6. Two-stage performance model — why component gates on every PR prevent the performance regression problem that only shows up in load testing two weeks before release.
Component gates run one script per endpoint, 60 seconds each, on every PR. A developer knows within 2 minutes whether their change degraded response time. Without this, performance testing happens as a late-stage activity — a load test run against staging two weeks before release, at which point the regression is buried in six sprints of code and root cause takes days to isolate. The system load test on staging validates the full e2e journey under realistic concurrency. The scheduled stress test is break point discovery — it informs capacity planning and auto-scaling thresholds, not a pass/fail gate. Three different purposes, three different triggers, none of them redundant.

Customization Guide

TypeScript stack (swap REST Assured for Playwright API)
Replace the rest-assured module with a Node.js module using Playwright's APIRequestContext. Keep Karate for BDD scenarios (Karate runs on JVM but can be used alongside a TypeScript build). Replace Pact JVM with @pact-foundation/pact (same consumer-driven model, TypeScript DSL). The GitHub Actions jobs stay structurally identical — only the runtime and test commands change.

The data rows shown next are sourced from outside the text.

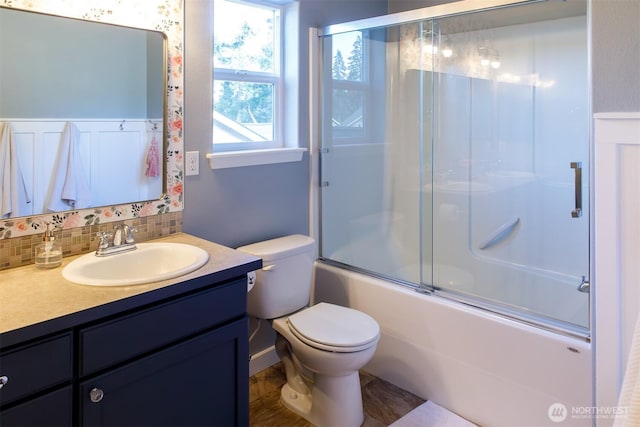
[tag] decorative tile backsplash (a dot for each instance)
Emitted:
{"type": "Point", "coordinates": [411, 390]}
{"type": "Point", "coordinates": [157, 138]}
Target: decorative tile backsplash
{"type": "Point", "coordinates": [18, 251]}
{"type": "Point", "coordinates": [17, 236]}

Python stack (swap REST Assured for Requests + pytest)
Replace rest-assured with a Python module using requests and pytest. Use pytest-pact for contract testing. Karate can stay as the BDD governance layer (cross-language capability is a Karate strength). The client/test separation pattern applies directly: client.py classes contain no assertions, test_*.py files contain no HTTP configuration.

Non-Java teams (Karate becomes primary layer)
If the QE team cannot maintain Java code, collapse REST Assured into Karate. Karate's native HTTP client handles most functional validation scenarios. Retain Pact — it is the highest-value layer and the one with no adequate alternative. Limit Java ownership to KarateRunner.java and the Pact test classes; everything else is .feature files and karate-config.js.

k6 performance layer (already included — Prompt 8)
The k6 layer is built into this skill. Use Prompt 8 as written. Key reminder when adapting: cron schedule in performance-stress.yml must be a literal string ('PERF_SCHEDULE'), not a GitHub Actions expression — expressions are not evaluated in on.schedule.cron. Threshold syntax must use p(95) not p95 — the shorthand form throws a runtime parse error in k6.